Q. Where did the graphite for the reactors come from? Where was it made?

A. The special nuclear-grade graphite for the Hanford reactors was made from coal tar pitch and petroleum coke using the process for producing graphite electrodes for the steel industry. The pitch was a byproduct from metallurgical coke ovens. The coke for nuclear graphite was supplied by the Kendall Oil Company near Bradford, Pennsylvania. Graphite for the early reactors was manufactured by National Carbon Company (the predecessor of Union Carbide) at Clarksburg, West Virginia.

Q. Did women work in “the area”? What roles/jobs were performed by women?

A. Yes. During the Manhattan Project days, many women were employed in service jobs such as clerical, laboratory workers, nurses, etc.

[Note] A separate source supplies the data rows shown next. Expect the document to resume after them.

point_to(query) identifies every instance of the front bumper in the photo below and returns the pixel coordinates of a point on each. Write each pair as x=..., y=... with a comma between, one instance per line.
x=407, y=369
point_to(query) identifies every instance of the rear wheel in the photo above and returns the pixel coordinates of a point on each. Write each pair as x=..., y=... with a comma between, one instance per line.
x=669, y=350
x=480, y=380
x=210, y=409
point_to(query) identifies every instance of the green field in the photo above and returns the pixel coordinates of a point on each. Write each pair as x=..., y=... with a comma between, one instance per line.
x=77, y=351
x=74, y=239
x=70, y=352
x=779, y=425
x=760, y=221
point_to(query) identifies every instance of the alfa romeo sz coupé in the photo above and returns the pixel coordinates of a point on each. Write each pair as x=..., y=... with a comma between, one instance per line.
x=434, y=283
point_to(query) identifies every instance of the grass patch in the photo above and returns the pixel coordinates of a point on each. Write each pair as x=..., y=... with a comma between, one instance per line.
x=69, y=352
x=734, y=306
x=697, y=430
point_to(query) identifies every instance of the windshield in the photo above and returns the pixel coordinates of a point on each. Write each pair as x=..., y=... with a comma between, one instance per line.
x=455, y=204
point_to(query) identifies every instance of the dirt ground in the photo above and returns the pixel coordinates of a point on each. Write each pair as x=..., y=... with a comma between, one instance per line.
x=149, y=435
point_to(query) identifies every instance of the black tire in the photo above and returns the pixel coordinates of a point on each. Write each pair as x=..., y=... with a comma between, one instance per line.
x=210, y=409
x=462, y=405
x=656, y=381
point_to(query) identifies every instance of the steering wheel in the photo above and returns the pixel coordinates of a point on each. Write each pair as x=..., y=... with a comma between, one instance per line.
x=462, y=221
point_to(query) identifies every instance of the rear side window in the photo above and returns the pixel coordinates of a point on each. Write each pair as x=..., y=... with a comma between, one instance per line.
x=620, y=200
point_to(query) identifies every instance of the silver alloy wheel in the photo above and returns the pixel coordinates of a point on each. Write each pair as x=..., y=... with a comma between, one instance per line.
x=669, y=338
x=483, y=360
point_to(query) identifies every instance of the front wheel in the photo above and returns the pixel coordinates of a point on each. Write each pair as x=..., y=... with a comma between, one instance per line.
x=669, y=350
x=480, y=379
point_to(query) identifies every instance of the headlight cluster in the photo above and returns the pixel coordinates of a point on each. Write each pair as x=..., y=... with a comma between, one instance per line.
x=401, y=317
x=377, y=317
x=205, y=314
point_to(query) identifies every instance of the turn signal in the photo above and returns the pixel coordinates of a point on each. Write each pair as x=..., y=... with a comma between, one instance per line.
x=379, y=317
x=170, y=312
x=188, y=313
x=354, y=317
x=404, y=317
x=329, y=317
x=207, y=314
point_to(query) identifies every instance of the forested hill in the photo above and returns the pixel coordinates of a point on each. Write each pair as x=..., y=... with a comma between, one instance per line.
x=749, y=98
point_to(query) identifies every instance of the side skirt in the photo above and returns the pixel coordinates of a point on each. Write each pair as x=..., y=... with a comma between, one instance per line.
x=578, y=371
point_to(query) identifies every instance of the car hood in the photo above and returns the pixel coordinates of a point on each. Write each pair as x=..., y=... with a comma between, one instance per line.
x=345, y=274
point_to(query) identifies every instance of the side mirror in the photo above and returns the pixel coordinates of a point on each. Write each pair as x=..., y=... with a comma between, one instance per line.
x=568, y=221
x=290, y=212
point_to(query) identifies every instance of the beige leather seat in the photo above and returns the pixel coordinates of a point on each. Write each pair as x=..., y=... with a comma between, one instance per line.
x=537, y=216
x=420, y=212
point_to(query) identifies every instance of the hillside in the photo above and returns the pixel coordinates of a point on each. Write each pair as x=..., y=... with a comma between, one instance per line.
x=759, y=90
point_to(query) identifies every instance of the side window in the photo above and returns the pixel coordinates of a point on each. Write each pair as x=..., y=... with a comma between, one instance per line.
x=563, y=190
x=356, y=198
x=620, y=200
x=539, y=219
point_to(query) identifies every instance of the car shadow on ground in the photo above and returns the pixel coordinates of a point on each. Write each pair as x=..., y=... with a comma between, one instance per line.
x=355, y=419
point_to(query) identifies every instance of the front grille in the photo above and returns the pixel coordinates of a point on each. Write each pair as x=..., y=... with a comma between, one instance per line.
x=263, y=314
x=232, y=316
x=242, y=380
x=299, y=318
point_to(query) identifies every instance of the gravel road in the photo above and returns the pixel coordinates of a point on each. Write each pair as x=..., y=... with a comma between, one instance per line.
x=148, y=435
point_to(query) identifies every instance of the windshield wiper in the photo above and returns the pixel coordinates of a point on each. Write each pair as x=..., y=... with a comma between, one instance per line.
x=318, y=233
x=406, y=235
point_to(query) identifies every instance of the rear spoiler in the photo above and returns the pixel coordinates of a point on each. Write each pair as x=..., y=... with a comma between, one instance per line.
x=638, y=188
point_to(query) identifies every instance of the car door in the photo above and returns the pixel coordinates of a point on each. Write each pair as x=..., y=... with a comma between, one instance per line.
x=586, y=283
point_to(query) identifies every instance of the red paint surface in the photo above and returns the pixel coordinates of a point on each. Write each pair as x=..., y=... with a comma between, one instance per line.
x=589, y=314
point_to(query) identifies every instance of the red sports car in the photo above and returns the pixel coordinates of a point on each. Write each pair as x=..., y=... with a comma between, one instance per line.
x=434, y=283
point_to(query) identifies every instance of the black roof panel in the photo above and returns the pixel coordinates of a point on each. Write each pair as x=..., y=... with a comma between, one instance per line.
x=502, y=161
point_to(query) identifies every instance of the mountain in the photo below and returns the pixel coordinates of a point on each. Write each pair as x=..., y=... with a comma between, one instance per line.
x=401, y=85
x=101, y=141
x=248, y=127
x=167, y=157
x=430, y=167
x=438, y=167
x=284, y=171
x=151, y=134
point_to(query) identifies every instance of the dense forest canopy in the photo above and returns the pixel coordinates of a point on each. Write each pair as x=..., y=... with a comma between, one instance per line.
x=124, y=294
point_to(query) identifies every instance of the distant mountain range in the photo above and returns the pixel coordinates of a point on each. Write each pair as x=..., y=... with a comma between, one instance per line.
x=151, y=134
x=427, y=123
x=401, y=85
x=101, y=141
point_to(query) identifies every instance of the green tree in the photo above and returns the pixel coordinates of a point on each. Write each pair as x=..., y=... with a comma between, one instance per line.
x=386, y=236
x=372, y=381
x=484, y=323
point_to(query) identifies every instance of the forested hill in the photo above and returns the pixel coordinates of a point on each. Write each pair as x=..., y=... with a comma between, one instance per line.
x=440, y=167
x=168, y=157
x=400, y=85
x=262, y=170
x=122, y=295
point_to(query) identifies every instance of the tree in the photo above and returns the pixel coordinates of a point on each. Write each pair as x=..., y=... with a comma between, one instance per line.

Q. What was the Smith Report?

A. It was the Smyth, not Smith, report. Henry DeWolf Smyth authored the book titled “Atomic Energy for Military Purposes.” The report was written at the direction of General Leslie Groves, who headed up the overall effort to make nuclear weapons during World War II. It was finished in the spring of 1945 but kept secret until the atomic bombs were dropped on Hiroshima and Nagasaki, helping to end the war. The first thousand copies were made available to the press, followed by availability to the general public. It also served to tell the thousands of persons involved in the Manhattan Project what information had been declassified and could be talked about. Remaining information remained classified and was not being disclosed.